4.5.5 Admittance of new facts, objections, arguments and evidence
In several decisions, the boards have stressed the importance of a direct response to the other party's written submissions, in particular to the reply to the appeal. It is incumbent upon each party to submit all objections it considers relevant at the earliest possible stage in the proceedings (see, for example, T 2271/17).
In T 1756/16 the board considered that the fact that auxiliary request 1, initially filed with the reply, had been slightly amended again in response to its communication under Art. 15(1) RPBA did not justify the new objection (lack of inventive step) subsequently filed by the appellant, because the new auxiliary request 1 was similar in content to the old one and the appellant had already had an opportunity to respond to the filing of that older request. In this connection, the board observed that the new RPBA instructed the boards not to send a summons in inter partes proceedings any earlier than two months after receipt of the reply (Art. 15(1) RPBA, only one month since 1 January 2024, see OJ 2023, A103). The aim of this timing was to give parties an opportunity to respond to another party's written reply.
In T 2843/19 too, the board found that the appellant had not submitted any cogent reasons for not providing its answer to the arguments in the reply to the appeal in direct response to it, but instead only shortly before the oral proceedings. As the board emphasised, the RPBA required that the parties make their submissions in the proceedings in good enough time to enable the board to take them into account when drafting the summons. Where the submissions were intended to counter lines of attack or auxiliary requests that had not already been considered in the contested decision but were submitted by the respondent in its reply to the appeal, filing a rejoinder in response to that reply was the appropriate course of action for the appellant.
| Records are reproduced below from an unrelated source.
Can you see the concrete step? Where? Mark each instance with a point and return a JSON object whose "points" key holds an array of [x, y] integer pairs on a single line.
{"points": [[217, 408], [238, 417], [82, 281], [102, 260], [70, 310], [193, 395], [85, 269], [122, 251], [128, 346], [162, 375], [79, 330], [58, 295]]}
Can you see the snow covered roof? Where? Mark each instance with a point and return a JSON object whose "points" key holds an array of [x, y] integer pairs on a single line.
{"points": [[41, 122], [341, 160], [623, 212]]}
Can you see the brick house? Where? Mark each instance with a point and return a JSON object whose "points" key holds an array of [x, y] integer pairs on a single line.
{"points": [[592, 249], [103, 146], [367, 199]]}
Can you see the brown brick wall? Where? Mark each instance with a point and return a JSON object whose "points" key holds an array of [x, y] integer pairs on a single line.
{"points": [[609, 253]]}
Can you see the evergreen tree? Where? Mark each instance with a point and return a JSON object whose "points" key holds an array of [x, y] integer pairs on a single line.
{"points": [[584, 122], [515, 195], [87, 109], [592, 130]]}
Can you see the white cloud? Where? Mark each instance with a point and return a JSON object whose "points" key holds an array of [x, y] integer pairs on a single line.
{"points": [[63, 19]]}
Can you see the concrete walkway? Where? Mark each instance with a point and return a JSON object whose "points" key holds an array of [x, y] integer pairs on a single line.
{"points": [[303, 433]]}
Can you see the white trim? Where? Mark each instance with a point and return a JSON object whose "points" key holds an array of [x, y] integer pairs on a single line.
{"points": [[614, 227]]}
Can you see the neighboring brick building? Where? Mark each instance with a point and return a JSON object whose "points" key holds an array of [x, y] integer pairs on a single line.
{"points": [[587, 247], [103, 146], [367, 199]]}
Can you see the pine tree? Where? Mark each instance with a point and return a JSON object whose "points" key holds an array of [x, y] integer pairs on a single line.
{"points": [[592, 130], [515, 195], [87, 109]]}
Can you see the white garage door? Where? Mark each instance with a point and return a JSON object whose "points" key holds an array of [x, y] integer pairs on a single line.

The board rejected the argument that it was unreasonable to have to present a whole chain of successive lines of argument for every position the board might conceivably take. In inter partes appeal proceedings, the parties had a duty to facilitate due and swift conduct of the proceedings, for reasons of fairness towards the other party, but also in order to bring the proceedings to a close within a reasonable period of time.
In T 2271/17 it was not until the oral proceedings that the appellant (opponent) raised a new inventive step objection against auxiliary request 3 which had been filed already with the reply to the grounds of appeal. The board pointed out that, independently of whether the board's opinion (which had triggered the new submission) was foreseeable, it was the responsibility of the appellant to prepare for the possibility that the board may decide against it in relation to a specific objection, and accordingly, to submit all objections it considered relevant at the earliest possible stage in the proceedings.